We deterministically linked cases identified in hospital information systems to the ChCR dataset using the unique Swiss Social Security (AHV) number. Patients without an AHV number were linked using name, sex, and date of birth. We accounted for spelling variations and typographical errors by using the FastLink package in R.
We reviewed manual medical records in one pediatric hospital for cases found in hospital information systems but not in the ChCR, to determine whether cases represented true missed cancer diagnoses at the ChCR or ineligible cases (not meeting registry inclusion criteria).
4. Results
Depending on the hospital, 8-53% of patients sent by hospitals were not registered in the ChCR. We obtained data from nine hospitals A-I: A (250 patients sent by the hospital information system; 76 (32%) not present in the ChCR), B (416; 124 [32%]), C (88; 7 [8%]), D (446 for the years 2020-2023; 79 [18%]), E (333; 90 [32%]), F (590; 38 [29%]), G (617; 285 [47%]), H (710; 366 [53%]), and I (1,274; 285 [29%]).
The two centers (G and H), with the highest percentage of patients not registered by the ChCR, provided dates of medical visits instead of dates of diagnosis. This could have contributed to overreporting, as visits may have occurred before diagnosis of cancer or during follow-up.

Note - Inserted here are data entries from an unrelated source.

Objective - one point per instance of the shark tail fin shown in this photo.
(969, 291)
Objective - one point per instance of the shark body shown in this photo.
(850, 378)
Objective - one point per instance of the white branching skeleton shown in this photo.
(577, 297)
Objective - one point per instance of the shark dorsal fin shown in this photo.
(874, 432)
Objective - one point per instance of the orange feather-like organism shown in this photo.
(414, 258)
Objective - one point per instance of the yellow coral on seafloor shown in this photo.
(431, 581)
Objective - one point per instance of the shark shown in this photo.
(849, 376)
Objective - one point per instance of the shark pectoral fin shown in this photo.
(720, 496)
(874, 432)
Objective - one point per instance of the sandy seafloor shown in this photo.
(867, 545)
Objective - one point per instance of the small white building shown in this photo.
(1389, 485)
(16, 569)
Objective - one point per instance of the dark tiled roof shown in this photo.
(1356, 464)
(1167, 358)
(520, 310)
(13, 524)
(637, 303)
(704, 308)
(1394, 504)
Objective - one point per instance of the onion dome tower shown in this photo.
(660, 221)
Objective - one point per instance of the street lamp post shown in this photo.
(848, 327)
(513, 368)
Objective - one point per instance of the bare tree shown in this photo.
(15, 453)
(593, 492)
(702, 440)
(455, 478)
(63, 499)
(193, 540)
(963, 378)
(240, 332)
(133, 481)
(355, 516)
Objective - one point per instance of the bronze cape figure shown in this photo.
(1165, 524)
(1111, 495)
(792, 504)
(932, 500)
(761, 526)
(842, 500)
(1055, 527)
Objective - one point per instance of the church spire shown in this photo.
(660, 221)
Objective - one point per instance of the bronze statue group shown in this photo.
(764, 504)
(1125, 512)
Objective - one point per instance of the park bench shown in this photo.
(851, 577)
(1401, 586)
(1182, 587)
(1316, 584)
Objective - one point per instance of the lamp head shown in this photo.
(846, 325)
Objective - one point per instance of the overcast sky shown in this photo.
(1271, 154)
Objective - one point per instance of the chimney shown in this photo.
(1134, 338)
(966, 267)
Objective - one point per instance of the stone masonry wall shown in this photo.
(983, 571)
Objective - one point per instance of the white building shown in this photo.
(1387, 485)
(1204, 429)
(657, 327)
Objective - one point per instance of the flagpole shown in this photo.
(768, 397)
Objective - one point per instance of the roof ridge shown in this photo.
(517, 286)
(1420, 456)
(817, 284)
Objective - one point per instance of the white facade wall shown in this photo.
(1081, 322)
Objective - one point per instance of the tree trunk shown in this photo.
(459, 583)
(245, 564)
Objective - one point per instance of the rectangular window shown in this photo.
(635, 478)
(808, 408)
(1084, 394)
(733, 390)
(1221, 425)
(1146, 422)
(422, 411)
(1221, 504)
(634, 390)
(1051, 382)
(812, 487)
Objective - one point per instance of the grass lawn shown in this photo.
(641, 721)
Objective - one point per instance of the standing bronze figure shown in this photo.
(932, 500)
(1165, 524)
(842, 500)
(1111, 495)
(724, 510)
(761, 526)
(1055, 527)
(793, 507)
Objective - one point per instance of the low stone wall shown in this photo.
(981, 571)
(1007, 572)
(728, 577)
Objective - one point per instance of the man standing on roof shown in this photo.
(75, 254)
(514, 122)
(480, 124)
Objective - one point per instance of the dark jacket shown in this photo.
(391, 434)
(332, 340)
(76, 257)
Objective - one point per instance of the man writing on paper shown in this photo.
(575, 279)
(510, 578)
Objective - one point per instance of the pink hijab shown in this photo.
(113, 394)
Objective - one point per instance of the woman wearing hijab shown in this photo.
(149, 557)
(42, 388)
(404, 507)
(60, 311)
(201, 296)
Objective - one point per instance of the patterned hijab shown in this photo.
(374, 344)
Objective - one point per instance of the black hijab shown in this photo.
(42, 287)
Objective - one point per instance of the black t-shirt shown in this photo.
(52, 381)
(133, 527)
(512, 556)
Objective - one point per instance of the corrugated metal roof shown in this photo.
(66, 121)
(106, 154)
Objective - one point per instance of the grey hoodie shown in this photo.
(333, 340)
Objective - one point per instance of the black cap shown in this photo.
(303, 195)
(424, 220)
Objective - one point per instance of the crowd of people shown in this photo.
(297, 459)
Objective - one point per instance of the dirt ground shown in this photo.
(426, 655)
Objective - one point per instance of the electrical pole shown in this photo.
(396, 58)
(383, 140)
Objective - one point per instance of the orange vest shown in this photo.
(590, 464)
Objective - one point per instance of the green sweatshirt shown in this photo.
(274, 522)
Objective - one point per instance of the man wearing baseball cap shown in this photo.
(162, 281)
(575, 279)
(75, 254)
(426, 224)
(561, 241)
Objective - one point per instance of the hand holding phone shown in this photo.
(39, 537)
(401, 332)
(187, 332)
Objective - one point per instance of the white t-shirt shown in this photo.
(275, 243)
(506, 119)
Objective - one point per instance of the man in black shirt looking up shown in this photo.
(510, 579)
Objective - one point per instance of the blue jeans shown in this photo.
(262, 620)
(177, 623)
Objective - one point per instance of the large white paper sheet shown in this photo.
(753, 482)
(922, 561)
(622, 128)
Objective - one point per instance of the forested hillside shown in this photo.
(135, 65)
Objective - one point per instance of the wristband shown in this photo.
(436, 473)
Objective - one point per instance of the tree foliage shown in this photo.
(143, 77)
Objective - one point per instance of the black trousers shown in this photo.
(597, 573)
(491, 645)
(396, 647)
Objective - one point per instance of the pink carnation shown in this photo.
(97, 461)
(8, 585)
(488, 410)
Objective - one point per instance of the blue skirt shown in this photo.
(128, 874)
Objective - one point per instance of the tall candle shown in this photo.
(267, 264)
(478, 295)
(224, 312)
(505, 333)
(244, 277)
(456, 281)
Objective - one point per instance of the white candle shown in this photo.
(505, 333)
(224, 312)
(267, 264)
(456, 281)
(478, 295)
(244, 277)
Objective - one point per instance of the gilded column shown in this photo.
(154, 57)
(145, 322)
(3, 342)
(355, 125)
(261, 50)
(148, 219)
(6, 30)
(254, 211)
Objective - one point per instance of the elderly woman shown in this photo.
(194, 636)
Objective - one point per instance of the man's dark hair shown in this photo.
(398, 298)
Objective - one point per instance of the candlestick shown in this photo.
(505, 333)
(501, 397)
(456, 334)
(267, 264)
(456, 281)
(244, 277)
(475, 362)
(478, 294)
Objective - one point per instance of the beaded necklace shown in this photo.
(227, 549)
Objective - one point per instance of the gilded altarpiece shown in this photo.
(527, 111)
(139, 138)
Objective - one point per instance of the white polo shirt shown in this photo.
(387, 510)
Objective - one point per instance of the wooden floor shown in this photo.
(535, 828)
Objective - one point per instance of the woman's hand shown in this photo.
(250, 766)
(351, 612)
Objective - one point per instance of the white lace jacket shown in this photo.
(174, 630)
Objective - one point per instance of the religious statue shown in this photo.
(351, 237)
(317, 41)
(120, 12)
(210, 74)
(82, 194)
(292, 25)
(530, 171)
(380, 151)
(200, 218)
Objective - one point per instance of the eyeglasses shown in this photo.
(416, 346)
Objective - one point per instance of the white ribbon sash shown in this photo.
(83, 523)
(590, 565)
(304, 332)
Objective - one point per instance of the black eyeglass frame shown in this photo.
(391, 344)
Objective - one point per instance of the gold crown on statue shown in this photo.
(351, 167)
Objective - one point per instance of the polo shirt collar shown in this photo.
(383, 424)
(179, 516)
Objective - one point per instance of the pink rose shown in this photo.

The manual record reviews showed that most cases from hospital D (n=79, 92%) were ineligible for the ChCR. This includes 11 (14%) residents abroad at diagnosis, 23 (29%) benign non-CNS neoplasms and 45 (57%) conditions without any confirmed neoplastic diagnosis. Only seven cases were truly missing: two infants (<4 months) and five adolescents (≥17 years). These seven cases were diagnosed at different departments: adult endocrinology, pediatric surgery, internal medicine, neurosurgery, pediatric oncology, and orthopedics (n=2).
4. Conclusions/Implications
Automated data transfer has substantial potential to improve the efficiency and quality of cancer registration, but critical challenges must be overcome. Currently, cancer-related diagnoses are not corrected in clinical information systems after completion of investigation, resulting in overreporting to the ChCR. Further refinement of these systems—including recording of the date of diagnosis and patients’ residency status at diagnosis, as well as continuous data cleaning—is essential to support high-quality automated cancer registration in the future.